А полки земские, после победы при Молодях не встречая нигде сопротивления, уже подходили к Москве. Романовы, едва завидев их на горизонте, испугались, стали уговаривать царя Ивана оставить Москву, которую невозможно было оборонить, и бежать дальше на север.

— Москва — не Русь, — убеждал Ивана Никита Романович, — ты — Русь, ты — помазанник Божий. Пока ты жив, то и Русь жива, а если вдруг погибнешь, то и Русь погибнет, а если ненароком в плен попадешь, то и Русь в полону у богомерзкой земщины окажется, распадется на княжества удельные и через то все равно погибнет.

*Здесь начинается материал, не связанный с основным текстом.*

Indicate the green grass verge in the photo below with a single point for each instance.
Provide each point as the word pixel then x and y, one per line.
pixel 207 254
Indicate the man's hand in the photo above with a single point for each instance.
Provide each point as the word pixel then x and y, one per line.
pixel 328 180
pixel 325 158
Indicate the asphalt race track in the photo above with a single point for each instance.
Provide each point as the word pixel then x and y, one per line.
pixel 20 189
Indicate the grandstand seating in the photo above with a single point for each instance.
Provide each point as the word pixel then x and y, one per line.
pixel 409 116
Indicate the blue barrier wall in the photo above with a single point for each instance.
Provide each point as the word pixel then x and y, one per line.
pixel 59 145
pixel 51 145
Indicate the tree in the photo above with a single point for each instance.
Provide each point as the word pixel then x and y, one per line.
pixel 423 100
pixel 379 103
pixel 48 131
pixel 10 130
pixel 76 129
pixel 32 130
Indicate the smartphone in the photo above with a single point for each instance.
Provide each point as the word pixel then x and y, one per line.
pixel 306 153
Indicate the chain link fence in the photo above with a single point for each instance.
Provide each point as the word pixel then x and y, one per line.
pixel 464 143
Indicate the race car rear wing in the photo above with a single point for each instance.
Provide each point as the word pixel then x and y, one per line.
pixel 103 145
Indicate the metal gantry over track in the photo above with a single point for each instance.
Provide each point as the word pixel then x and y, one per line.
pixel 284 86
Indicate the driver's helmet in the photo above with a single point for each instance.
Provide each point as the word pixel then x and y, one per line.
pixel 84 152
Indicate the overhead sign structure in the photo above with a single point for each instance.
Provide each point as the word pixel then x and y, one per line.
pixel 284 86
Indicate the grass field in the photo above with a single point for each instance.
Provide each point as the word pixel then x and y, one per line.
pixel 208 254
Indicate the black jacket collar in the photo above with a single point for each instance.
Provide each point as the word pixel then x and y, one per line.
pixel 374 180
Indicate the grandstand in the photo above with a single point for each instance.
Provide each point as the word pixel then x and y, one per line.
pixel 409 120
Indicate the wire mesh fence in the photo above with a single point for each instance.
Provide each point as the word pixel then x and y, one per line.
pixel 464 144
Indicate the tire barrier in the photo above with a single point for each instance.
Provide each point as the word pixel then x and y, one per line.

Но на этот раз царь Иван остался тверд в своем решении.

— Не допустит Господь моей погибели! — крикнул он, распрямляясь во весь свой богатырский рост и устремляя взгляд в небо. — Оборонит меня и вместе со мной всю землю Русскую! Нет у меня войска — Он пошлет мне на защиту воинство Небесное, нет у меня пушек — Он сожжет ворогов огнем Небесным! — Тут Иван опустил глаза и посмотрел с презрением на Романовых. — А вы — бегите! Спасайте свои жалкие душонки! Ибо ни один из предателей моих не избегнет в этот день гнева Господня, а вы и есть главные мои предатели!